Members of the Landtag of Hesse
- Incumbent
- Assumed office Since October 2017
- Preceded by: Kai Klose

Personal details
- Born: Kaya Kinkel 1987 (age 38–39) Viernheim, Germany
- Party: Alliance 90/The Greens

= Kaya Kinkel =

German politician from Alliance 90/The Greens

Kaya Kinkel (born 22 August 1987 in Viernheim) is a German politician from Alliance 90/The Greens. She has been a member of the Hesse State Parliament since 2017.

== Life ==
Kaya Kinkel finished her high school diploma in Rotenburg an der Fulda. She studied Media Business at the Technischen Universität Ilmenau as Bachelor and then moved to University of Kassel, where she graduated with a master's degree in "Sustainable Management". She worked for municipality of Kassel city after graduation.

== Politics ==
Kinkel is a member of Alliance 90/The Greens and the leader of her party's parliamentary group in the district council of Hersfeld-Rotenburg.

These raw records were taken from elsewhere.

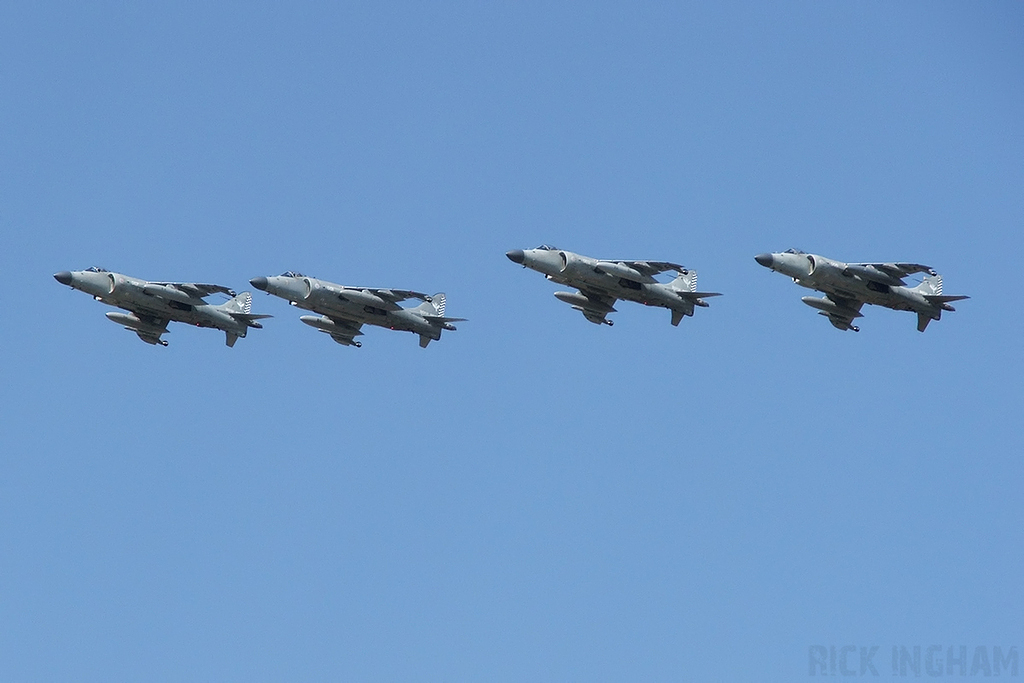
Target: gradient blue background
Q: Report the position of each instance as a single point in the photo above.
(535, 497)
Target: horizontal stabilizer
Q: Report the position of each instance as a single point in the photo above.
(440, 319)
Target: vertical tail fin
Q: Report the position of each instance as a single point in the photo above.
(931, 286)
(686, 281)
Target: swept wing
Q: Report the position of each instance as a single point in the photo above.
(198, 290)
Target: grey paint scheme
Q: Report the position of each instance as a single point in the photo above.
(849, 286)
(343, 310)
(601, 283)
(153, 305)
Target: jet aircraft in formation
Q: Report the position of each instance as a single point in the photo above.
(849, 286)
(344, 309)
(153, 305)
(599, 284)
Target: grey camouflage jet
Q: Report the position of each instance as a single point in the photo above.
(600, 284)
(849, 286)
(153, 305)
(344, 309)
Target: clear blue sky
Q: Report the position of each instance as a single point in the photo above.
(534, 498)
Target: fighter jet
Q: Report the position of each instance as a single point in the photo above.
(153, 305)
(849, 286)
(601, 283)
(344, 309)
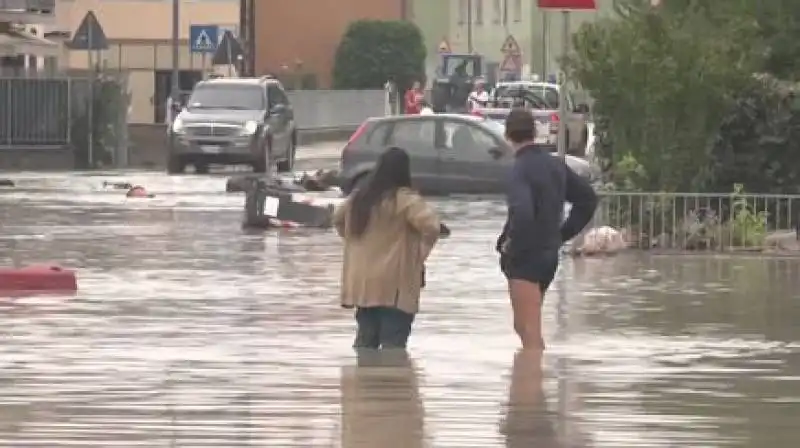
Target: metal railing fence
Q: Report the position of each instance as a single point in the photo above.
(697, 221)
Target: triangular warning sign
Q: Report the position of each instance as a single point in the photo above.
(89, 35)
(510, 64)
(510, 46)
(228, 51)
(204, 41)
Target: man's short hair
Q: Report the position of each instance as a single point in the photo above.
(520, 125)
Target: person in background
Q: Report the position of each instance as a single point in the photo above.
(534, 231)
(479, 97)
(426, 108)
(413, 99)
(388, 232)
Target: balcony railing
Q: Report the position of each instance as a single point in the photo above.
(28, 11)
(28, 6)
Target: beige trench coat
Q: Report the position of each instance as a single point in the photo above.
(383, 267)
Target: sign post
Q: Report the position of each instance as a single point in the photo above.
(511, 68)
(228, 52)
(90, 37)
(565, 6)
(203, 39)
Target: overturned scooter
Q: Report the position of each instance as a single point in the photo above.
(268, 204)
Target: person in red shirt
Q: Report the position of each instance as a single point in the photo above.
(413, 99)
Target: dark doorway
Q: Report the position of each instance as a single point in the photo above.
(163, 84)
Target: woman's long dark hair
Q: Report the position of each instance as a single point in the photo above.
(392, 172)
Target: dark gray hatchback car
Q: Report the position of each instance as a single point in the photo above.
(234, 121)
(450, 153)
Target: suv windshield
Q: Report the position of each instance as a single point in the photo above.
(231, 96)
(547, 97)
(467, 63)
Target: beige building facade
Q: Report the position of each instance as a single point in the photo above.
(139, 33)
(482, 26)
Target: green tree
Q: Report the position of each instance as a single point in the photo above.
(663, 80)
(374, 51)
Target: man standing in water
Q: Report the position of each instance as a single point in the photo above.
(531, 240)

Kinkel replaced Kai Klose, who had resigned, in the Hesse state parliament on October 1, 2017. In the 2018 Hessian state election she ran as a candidate in the Hersfeld constituency and entered the parliament again via the state list of her party. In the state parliament, she is a member of the Committee on Economy, Energy, Transport and Housing. In December 2022, the members of Alliance 90/The Greens elected Kaya Kinkel as a candidate for the constituency 11 Hersfeld for the next state elections in 2023.